John F. Kennedy Space Centre
December 21st 1968
On the 21st December 1968, the Apollo 8 space shuttle blasted off from Earth.
It was the first manned spaceflight to attempt to leave Earth's orbit, bound for the Moon.
To get there, the shuttle was powered by the Saturn V rocket – the most powerful machine ever made.
To get out of the Earth's atmosphere, Saturn V had to carry more fuel than any rocket before.
It burned over 4500 litres of fuel a second, and lifted just over 3 million kg.

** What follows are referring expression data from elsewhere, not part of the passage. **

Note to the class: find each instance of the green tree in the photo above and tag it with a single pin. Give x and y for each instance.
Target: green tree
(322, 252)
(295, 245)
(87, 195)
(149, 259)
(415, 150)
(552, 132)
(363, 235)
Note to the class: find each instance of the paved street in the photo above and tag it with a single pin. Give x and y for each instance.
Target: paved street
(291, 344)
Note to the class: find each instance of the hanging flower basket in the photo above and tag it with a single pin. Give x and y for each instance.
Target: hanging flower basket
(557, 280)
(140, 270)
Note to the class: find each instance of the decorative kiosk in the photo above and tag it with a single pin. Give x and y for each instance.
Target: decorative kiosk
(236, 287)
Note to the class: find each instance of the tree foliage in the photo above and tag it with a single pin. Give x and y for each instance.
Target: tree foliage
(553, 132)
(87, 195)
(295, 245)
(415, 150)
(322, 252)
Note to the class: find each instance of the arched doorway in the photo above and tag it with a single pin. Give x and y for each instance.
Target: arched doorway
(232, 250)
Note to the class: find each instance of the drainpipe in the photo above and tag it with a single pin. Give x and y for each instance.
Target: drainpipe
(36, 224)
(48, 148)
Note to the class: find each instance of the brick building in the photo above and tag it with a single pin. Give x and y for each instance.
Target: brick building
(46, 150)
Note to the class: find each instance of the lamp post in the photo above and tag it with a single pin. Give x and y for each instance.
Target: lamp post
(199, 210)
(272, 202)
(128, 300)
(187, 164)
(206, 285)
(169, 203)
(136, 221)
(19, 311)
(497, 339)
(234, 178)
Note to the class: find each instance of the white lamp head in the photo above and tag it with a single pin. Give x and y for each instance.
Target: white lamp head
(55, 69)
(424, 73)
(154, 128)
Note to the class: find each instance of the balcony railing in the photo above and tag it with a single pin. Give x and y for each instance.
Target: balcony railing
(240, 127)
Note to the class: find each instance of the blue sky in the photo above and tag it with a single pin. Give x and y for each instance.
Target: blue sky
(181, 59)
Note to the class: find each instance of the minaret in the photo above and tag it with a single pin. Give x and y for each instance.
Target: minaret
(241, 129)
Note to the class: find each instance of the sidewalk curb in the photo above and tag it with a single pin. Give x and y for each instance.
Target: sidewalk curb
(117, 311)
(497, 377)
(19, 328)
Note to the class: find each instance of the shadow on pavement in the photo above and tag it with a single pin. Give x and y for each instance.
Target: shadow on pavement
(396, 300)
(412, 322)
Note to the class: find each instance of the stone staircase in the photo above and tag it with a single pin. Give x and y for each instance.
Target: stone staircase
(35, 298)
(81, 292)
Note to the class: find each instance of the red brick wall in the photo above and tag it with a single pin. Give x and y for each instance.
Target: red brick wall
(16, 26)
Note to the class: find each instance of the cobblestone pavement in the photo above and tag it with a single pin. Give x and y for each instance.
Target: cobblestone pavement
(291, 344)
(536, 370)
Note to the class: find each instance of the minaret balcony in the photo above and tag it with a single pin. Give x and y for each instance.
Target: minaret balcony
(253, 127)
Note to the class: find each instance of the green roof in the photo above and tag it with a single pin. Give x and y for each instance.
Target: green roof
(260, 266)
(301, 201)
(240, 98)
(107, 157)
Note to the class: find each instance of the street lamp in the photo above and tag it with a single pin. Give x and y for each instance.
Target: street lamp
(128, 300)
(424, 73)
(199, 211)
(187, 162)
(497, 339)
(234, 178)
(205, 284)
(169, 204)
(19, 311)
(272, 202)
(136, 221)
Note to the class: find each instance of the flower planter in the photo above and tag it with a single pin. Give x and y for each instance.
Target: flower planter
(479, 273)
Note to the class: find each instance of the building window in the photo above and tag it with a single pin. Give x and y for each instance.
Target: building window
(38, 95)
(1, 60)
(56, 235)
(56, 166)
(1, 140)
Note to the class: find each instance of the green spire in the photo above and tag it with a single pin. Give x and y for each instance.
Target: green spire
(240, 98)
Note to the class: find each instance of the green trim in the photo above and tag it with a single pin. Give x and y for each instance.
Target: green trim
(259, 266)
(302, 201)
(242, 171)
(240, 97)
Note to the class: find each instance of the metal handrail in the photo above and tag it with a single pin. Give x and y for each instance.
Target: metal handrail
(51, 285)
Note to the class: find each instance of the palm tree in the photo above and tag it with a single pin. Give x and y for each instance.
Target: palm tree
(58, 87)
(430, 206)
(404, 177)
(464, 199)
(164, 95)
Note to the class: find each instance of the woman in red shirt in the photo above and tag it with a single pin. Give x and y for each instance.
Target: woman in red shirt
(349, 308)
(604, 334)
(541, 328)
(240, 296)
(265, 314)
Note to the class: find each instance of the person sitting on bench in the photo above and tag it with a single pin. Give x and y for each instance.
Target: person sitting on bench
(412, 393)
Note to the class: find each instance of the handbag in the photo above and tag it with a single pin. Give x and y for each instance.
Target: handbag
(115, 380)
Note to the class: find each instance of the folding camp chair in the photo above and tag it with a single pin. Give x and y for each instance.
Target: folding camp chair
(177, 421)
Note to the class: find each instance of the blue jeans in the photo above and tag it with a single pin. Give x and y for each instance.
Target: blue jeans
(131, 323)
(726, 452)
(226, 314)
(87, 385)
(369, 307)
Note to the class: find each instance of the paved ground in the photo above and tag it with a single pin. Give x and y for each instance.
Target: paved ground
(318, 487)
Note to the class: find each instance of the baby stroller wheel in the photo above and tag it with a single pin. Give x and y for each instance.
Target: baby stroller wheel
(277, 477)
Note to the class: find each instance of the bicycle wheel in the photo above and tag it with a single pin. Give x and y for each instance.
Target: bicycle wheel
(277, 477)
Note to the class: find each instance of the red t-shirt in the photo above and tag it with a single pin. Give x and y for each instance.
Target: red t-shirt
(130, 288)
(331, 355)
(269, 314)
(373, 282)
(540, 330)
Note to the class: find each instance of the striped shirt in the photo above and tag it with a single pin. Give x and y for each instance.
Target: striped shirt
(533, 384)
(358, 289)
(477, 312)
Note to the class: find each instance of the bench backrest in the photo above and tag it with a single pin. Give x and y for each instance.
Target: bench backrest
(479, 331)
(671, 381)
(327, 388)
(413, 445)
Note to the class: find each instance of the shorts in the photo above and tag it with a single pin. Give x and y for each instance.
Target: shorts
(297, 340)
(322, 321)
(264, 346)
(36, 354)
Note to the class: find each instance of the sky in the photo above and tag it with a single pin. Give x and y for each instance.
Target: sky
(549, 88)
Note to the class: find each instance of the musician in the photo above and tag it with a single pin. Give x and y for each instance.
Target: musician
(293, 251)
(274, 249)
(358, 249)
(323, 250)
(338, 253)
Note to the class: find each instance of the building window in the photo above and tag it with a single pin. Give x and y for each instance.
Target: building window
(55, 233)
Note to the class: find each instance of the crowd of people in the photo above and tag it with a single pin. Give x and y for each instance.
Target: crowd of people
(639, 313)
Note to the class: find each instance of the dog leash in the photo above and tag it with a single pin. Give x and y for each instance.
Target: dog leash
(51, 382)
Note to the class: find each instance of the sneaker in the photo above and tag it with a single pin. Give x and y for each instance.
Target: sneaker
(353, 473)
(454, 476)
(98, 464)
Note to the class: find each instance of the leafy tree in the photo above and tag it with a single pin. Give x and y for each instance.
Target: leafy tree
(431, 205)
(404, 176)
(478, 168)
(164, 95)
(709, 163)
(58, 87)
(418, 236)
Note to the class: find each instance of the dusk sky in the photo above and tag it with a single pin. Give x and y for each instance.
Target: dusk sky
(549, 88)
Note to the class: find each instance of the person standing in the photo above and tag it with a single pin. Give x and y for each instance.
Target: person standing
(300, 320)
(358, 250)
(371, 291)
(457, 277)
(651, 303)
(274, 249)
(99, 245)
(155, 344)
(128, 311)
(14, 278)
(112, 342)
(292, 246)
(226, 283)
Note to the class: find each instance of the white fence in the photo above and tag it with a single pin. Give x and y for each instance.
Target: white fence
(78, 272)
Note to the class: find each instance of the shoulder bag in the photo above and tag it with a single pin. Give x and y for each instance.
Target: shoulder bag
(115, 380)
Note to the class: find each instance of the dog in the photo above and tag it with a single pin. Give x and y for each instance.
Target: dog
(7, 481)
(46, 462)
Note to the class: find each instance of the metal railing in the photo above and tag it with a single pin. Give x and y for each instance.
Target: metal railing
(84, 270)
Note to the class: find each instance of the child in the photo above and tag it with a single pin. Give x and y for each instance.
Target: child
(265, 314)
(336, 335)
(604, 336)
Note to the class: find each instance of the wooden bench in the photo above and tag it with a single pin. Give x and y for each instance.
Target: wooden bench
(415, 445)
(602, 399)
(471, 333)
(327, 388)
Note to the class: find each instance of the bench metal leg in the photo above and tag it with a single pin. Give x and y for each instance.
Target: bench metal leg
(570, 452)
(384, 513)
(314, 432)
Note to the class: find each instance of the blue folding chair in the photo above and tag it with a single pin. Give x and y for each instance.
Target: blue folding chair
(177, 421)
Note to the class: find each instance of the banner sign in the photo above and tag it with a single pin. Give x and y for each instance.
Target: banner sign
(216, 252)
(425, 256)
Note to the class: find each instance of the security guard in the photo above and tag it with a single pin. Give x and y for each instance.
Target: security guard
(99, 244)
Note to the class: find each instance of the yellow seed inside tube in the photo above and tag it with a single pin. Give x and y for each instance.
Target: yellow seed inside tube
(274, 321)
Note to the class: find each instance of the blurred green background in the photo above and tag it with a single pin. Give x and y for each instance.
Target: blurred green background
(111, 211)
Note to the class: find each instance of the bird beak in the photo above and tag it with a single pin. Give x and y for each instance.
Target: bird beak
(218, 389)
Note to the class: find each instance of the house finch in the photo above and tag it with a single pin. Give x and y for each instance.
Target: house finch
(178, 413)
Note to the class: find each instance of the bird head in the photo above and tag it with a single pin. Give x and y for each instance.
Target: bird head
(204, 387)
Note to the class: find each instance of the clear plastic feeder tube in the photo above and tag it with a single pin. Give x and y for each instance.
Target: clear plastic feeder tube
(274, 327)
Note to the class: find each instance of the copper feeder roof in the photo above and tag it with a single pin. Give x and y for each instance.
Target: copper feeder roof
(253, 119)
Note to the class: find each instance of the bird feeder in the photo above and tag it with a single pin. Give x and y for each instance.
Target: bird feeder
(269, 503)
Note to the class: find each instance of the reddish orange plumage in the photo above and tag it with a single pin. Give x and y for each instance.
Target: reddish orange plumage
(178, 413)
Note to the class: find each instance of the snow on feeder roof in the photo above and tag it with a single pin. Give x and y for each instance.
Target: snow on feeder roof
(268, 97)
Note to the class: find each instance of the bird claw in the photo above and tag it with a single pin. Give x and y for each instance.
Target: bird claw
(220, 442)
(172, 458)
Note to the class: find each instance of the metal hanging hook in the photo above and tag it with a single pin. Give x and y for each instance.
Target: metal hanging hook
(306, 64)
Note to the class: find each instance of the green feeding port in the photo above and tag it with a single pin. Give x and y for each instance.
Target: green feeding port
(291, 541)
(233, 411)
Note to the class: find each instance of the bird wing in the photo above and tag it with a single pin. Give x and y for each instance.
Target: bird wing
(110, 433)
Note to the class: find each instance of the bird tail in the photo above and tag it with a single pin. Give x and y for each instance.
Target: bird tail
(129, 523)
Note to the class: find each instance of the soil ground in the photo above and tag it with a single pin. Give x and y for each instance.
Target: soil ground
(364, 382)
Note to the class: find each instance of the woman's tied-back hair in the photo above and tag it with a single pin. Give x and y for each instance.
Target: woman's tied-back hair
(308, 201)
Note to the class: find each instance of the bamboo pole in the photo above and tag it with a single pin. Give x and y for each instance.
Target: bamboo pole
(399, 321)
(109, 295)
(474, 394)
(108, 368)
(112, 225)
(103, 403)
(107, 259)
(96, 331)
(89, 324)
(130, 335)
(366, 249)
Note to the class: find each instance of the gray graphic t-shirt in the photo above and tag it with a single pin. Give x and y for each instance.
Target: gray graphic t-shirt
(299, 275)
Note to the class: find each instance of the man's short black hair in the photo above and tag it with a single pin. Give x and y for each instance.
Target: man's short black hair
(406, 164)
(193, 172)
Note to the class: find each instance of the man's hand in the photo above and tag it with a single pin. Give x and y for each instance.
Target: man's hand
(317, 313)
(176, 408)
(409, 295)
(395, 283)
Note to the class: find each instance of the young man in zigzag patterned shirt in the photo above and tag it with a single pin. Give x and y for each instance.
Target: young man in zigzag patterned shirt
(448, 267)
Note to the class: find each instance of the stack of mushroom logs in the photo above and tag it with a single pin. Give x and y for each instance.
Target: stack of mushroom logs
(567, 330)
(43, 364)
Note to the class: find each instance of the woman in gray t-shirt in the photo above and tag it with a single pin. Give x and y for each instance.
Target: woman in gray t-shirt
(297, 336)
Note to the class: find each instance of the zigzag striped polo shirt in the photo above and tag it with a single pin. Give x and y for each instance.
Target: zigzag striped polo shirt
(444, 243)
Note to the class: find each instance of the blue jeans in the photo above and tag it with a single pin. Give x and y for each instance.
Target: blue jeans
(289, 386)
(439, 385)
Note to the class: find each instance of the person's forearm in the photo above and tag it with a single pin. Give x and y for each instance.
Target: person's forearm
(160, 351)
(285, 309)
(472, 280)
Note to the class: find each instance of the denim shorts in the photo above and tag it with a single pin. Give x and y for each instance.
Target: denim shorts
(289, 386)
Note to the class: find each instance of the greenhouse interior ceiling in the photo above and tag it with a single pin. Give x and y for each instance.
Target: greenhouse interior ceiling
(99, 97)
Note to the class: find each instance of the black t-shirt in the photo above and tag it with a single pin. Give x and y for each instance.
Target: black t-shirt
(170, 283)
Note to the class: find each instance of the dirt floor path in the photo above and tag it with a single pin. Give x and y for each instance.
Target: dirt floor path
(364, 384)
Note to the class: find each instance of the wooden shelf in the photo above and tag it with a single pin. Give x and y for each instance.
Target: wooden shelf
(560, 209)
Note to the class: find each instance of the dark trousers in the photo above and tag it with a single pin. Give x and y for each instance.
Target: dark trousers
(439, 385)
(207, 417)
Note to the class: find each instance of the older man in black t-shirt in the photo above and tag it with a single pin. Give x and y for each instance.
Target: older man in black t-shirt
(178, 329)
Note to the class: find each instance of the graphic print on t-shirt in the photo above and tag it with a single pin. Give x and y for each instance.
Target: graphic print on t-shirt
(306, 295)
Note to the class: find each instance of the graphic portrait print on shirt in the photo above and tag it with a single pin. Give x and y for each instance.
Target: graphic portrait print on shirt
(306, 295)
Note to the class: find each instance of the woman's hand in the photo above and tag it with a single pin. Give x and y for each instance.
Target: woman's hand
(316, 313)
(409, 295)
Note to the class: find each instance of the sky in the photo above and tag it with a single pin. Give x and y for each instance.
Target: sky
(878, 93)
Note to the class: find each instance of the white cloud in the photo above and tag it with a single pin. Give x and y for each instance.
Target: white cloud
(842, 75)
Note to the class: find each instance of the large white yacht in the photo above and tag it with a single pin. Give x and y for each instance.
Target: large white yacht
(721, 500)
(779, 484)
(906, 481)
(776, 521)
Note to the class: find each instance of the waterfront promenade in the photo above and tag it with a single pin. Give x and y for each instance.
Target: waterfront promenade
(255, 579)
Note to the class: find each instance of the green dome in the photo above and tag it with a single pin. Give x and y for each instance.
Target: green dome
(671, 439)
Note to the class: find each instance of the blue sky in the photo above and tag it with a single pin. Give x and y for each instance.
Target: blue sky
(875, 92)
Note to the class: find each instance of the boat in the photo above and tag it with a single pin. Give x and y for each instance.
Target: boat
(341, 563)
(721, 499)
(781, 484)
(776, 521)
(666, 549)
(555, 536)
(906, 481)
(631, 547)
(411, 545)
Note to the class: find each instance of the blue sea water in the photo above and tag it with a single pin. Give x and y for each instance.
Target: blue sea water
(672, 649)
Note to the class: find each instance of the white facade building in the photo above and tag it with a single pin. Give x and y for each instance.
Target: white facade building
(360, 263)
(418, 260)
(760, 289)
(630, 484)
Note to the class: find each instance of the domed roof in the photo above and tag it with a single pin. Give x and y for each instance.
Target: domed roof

The same weight as a Navy destroyer.
Jay Barbree NBC Correspondent – "No-one was ready for Saturn V. We were three miles away – believe me, that's close enough. You don't want to go any closer, because all of a sudden we get this rattling like an earthquake or something, and I had to run outside because our equipment are falling off of shelves...the clapping and the thunder and everything of it, you just can't see it on TV, you have to be there to know what I'm talking about."
Powering the launch stages were Saturn V's two massive fuel cylinders.
The first cylinder, containing five engines, was 42m high, giving a volume of around 3300m3.
The cylinder blasted the shuttle to seven times the speed of sound.
The rocket fuel, and liquid oxygen contained within, was enough to propel the shuttle 61km through Earth's lower atmosphere.
Once the fuel was spent, the giant cylinder dropped off.
With a lighter load to carry, the second cylinder was smaller at 25m high but 10m in diameter, yet it still had a volume of around 2000m3.
As the shuttle reached outer space, the second cylinder detached.
Bill Anders Astronaut, Apollo 8 – "You go, bang, bang. I felt like I was being hurled through the instrument panel by one of these big war catapults."
And as the second cylinder plunged back to Earth, the astronauts used their booster engines to blast out of Earth's orbit and onwards to the Moon.